İllüstrasyonlar: Merve Koçak
“Bir kitabı okuyup bitirdiğiniz zaman, ‘bunu yazan keske çok yakın bir arkadaşım olsaydı da onu telefonla arayıp konuşabilseydim’ diyorsanız, o kitap bence gercekten iyidir.”
J.D. Salinger, tek bir cümlede ne kadar saf ve yalın duygularla yapmış kitabın tanımını. Ben de bazı kitapları okuyunca öyle derim. Hatta bazı kitapları okuyunca, yazarıyla oturup saatlerce muhabbet etmişim gibi gelir. Zaten bu yüzden o bazı kitapları elinden bırakası gelmez insanın. Düşünsenize, arkadaşlarınızdan yıllar belki yüzyıllar sonra yaşıyorsunuz, sizi bir araya getiren araç o kitap ve daha konuşacağınız çok şey var. Neden bırakasınız ki.
“Ona her şeyi anlattı. Yani anlatmış, öyle diyor; bilirsin babanı işte. Ağaçları. Şu pencere meselesini. Büyükannene söylediği o korkunç şeyleri; hani ölümüyle ilgili planlarını sormuş ya! Bermuda’da çektiği o güzel resimlere yaptıklarını, her şeyi, her şeyi anlatmış.” (muz balığı için mükemmel bir gün)
Muz balıkları, muz dolu bir delikten içeri girerler. Deliğe girmeden önce bildiğimiz balıktırlar. Ama delikten içeri girdiler mi, domuza dönerler. Çünkü deliğin içine girdikten sonra, onlarca muz yemişlerdir. Bu kadar muzla o kadar şişko olurlar ki, delikten çıkıp kapıdan geçemezler. Salinger’ın öykülerinde kendi varlığının döngüsünde kaybolanlar sadece muz balıkları değildir. Mesela çoğunlukla hikayelerine konu olan Glass ailesinin dört üyesinden biri, Seymour Glass.
Bütün öykülerin içinde yazılan ve yazılması mümkün olan diğer bütün öyküler yatar. Bütün karanlıkların içinde de herkesin kendi aydınlığı. Bazı çocuklar bir otobüs dolusu çocukla yolculuk yaparken kulaklarında gülen adamlar vardır. Bir tanesi de bir sürü çocukla beraber devasa bir koğuşta yatarken, bazı şarkıları düşünür. Çocuk büyür, biz olur, aydınlık onundur.
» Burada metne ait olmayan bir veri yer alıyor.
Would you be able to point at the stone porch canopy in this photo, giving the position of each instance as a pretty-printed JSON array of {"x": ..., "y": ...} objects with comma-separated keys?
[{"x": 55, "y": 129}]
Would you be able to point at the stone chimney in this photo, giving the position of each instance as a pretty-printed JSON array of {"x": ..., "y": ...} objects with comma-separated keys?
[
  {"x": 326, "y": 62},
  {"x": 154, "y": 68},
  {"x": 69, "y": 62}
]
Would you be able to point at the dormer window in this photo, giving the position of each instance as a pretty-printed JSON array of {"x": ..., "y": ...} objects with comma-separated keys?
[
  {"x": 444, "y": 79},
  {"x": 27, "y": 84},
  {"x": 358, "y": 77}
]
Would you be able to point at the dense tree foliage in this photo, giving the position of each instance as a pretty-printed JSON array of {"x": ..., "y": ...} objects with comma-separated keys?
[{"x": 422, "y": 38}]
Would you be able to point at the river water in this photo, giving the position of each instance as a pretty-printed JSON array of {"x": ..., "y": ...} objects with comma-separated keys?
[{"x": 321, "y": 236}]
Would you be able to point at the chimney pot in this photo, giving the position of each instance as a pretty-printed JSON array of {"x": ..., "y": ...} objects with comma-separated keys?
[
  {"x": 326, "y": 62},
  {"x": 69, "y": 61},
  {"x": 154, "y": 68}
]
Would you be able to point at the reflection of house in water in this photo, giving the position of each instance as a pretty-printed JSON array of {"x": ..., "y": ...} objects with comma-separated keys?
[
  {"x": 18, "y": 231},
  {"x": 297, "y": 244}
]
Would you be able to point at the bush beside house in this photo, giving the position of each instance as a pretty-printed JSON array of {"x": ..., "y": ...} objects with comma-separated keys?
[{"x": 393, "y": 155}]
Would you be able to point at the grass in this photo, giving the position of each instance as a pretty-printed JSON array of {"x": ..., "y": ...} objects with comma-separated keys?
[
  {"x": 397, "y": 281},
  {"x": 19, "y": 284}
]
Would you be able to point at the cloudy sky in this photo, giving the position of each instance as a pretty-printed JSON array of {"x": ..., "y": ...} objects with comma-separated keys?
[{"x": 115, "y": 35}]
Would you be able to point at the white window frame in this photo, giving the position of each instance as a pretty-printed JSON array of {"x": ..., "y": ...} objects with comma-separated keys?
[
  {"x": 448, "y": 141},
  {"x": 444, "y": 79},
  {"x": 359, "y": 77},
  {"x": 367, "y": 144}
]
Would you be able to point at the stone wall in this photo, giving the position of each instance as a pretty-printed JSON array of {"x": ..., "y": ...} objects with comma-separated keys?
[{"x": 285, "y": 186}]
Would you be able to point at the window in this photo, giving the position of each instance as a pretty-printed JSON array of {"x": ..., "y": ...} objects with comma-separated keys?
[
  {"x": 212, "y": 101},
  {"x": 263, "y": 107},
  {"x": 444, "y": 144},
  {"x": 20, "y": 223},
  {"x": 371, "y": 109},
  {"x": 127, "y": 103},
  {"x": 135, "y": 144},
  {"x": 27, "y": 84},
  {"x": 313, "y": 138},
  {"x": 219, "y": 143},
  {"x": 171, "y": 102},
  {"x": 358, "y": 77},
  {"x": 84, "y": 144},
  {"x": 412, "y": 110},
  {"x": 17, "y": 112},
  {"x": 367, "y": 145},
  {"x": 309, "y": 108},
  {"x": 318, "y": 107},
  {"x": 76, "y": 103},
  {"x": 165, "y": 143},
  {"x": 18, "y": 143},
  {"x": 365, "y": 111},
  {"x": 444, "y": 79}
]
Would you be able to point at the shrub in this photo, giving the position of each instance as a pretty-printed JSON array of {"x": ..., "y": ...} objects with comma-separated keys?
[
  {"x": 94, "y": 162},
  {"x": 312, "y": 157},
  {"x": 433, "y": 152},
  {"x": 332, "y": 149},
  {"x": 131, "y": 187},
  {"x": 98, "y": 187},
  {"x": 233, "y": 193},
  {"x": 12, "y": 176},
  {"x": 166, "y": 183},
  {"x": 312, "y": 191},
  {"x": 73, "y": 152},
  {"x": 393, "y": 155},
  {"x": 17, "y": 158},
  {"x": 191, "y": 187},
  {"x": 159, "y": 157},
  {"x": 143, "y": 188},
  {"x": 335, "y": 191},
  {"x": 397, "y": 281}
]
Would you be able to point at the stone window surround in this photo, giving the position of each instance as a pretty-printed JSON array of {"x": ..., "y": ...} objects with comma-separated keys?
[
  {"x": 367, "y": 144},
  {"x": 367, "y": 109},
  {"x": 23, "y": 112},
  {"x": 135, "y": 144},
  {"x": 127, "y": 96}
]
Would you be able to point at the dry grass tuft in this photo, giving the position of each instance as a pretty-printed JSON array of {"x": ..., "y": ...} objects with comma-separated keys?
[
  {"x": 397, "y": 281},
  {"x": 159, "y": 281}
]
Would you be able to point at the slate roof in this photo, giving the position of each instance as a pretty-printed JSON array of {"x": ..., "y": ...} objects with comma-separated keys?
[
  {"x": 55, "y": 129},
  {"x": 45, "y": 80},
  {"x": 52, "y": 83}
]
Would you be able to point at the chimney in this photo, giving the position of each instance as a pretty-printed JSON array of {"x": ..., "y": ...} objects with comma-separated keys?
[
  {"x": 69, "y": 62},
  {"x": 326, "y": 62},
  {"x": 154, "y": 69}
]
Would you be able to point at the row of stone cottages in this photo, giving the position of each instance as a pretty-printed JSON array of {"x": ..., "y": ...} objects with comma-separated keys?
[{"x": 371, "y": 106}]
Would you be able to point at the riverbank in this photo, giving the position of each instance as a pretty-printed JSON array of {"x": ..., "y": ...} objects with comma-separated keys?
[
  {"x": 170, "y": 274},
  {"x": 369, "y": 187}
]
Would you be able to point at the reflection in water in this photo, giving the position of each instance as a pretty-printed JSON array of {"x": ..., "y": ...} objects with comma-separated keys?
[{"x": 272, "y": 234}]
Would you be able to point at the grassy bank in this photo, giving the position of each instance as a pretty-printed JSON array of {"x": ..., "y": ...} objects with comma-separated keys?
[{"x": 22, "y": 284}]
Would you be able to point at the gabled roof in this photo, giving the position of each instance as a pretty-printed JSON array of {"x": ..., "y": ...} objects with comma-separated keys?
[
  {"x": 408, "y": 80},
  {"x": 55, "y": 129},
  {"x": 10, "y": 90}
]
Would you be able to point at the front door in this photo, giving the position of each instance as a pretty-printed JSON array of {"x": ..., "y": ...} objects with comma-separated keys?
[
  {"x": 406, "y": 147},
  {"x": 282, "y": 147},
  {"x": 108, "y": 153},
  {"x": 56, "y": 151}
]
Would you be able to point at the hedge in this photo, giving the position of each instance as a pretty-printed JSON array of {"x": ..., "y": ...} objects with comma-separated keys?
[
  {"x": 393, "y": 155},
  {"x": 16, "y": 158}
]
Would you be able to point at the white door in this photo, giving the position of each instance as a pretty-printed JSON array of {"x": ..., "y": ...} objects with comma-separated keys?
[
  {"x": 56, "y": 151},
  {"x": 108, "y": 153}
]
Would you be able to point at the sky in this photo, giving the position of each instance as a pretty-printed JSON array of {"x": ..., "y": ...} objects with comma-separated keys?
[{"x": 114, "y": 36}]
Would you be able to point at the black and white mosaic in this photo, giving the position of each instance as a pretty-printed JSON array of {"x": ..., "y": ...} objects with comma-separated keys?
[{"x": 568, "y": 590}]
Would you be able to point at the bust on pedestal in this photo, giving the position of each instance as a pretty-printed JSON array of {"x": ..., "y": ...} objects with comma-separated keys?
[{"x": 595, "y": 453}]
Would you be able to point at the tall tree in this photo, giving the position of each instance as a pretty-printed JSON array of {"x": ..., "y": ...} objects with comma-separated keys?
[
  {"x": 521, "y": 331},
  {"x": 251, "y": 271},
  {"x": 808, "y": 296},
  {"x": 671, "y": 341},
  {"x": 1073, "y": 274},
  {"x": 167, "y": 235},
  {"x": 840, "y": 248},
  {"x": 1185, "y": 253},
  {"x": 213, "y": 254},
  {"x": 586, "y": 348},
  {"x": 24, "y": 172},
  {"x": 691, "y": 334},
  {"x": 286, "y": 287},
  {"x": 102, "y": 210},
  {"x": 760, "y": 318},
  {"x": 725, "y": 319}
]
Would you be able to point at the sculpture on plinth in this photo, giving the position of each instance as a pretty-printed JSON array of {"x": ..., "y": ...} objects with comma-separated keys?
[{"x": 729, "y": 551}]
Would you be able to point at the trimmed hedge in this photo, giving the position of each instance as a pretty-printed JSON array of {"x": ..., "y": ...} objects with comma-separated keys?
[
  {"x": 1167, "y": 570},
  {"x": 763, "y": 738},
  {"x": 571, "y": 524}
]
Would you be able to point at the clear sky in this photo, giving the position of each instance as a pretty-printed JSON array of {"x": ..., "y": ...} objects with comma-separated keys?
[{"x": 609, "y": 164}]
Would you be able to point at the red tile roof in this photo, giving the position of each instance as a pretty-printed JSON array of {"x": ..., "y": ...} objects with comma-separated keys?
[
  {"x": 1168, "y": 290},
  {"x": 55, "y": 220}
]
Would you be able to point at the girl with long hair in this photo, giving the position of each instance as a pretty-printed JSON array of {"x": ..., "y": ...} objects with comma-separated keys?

“’Açıkçası, ayrıntılara dalmak istemiyorum’ dedi genç adam. Sehpadaki saydam sigaralığa inat, kendi paketinden bir sigara çekti ve kendi çakmağıyla yaktı. Elleri iriydi; güçlü, hünerli ya da duyarlı görünmüyorlardı. Ama kolayca denetlenemeyecek estetik bir canlılıkları varmış gibi kullanıyordu bu elleri.” (eskimolarla savaştan hemen önce)
Öykü burada bitmişti tabii. (Bir daha da devamı olmadı hiç.)